My last blog post was on running consul in Docker Swarm. The reason I wanted to that is because I want to run Elasticsearch in swarm so that I can use swarm service discovery to enable other containers to use Elasticsearch. However, I’ve been having a hard time getting that up and running because of various issues and limitations in both Elasticsearch and Docker. While consul is nice, it feels kind of wrong to have two bits of infrastructure doing service discovery. Thanks to Christian Kniep’s article, I know it can be done that way.
However, I actually managed to do it without consul eventually.
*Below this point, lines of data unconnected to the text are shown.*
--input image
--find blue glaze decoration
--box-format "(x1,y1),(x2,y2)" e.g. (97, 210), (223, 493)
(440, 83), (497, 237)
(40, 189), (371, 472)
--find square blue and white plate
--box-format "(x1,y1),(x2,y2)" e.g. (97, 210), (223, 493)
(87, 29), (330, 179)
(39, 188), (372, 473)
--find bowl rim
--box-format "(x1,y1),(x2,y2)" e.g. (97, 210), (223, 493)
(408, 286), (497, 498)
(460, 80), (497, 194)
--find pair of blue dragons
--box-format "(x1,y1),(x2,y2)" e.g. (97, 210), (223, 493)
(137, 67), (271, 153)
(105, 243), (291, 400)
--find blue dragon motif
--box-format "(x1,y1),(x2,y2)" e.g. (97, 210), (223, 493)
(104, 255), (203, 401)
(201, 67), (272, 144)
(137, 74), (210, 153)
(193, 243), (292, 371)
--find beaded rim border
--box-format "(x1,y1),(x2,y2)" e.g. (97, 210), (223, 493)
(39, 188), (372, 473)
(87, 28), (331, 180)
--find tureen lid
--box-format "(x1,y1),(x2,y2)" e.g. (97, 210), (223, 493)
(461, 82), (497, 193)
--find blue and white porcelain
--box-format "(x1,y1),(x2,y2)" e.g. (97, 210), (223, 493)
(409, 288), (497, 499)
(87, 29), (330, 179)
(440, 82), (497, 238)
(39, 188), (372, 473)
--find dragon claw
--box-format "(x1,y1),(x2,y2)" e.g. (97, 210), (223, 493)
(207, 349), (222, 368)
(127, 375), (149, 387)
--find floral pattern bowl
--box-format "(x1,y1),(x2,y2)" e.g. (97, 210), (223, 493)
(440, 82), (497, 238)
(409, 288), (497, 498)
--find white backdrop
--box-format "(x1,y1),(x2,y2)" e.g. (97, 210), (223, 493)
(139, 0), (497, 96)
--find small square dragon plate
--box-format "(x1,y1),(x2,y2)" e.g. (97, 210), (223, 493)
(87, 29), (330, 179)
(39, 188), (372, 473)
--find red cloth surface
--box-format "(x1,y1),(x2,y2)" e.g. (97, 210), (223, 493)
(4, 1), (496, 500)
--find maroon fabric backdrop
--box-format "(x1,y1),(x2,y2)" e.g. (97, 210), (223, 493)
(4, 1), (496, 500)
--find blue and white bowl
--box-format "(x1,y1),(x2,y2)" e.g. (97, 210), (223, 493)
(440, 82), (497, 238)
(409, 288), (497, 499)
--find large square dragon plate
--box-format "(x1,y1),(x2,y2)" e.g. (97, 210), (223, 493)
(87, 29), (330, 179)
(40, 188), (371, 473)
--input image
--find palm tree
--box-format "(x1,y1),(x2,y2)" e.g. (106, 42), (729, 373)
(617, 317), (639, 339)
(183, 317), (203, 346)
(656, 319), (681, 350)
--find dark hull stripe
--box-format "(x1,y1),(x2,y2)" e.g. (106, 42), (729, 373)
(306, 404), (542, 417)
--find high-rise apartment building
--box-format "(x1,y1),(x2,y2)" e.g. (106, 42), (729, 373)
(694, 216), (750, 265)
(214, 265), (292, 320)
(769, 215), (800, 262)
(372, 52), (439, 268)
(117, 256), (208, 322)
Since it is completely non trivial to do this, I decided to write up the process for this as well.
Assuming you have your swarm up and running, this is how you do it:
docker network create es -d overlay docker service create --name esm1 --network es \ -p 9201:9200 -p 9301:9301 \ elasticsearch -Des.network.publish_host=_eth0_ \ -Des.discovery.zen.ping.unicast.hosts=esm1:9301 \ -Des.discovery.zen.minimum_master_nodes=2 \ -Des.transport.tcp.port=9301 docker service create --name esm2 --network es \ -p 9202:9200 -p 9302:9302 \ elasticsearch -Des.network.publish_host=_eth0_ \ -Des.discovery.zen.ping.unicast.hosts=esm1:9301 \ -Des.discovery.zen.minimum_master_nodes=2 \ -Des.transport.tcp.port=9302 docker service create --name esm3 --network es \ -p 9203:9200 -p 9303:9303 \ elasticsearch -Des.network.publish_host=_eth0_ \ -Des.discovery.zen.ping.unicast.hosts=esm1:9301,esm2:9302 \ -Des.discovery.zen.minimum_master_nodes=2 \ -Des.transport.tcp.port=9303
There is a lot of stuff going on here. So, lets look at the approach in a bit more detail. First, we want to be able to talk to the cluster using the swarm registered name rather than an ip address. Secondly, there needs to be a way for each of the cluster nodes to talk to any of the other nodes. The key problem with both elasticsearch and consul is that we have no way to know up front what the ip addresses are going to be of swarm containers. Furthermore, Docker swarm does not currently support host networking so we cannot use the external ip’s of the docker hosts either.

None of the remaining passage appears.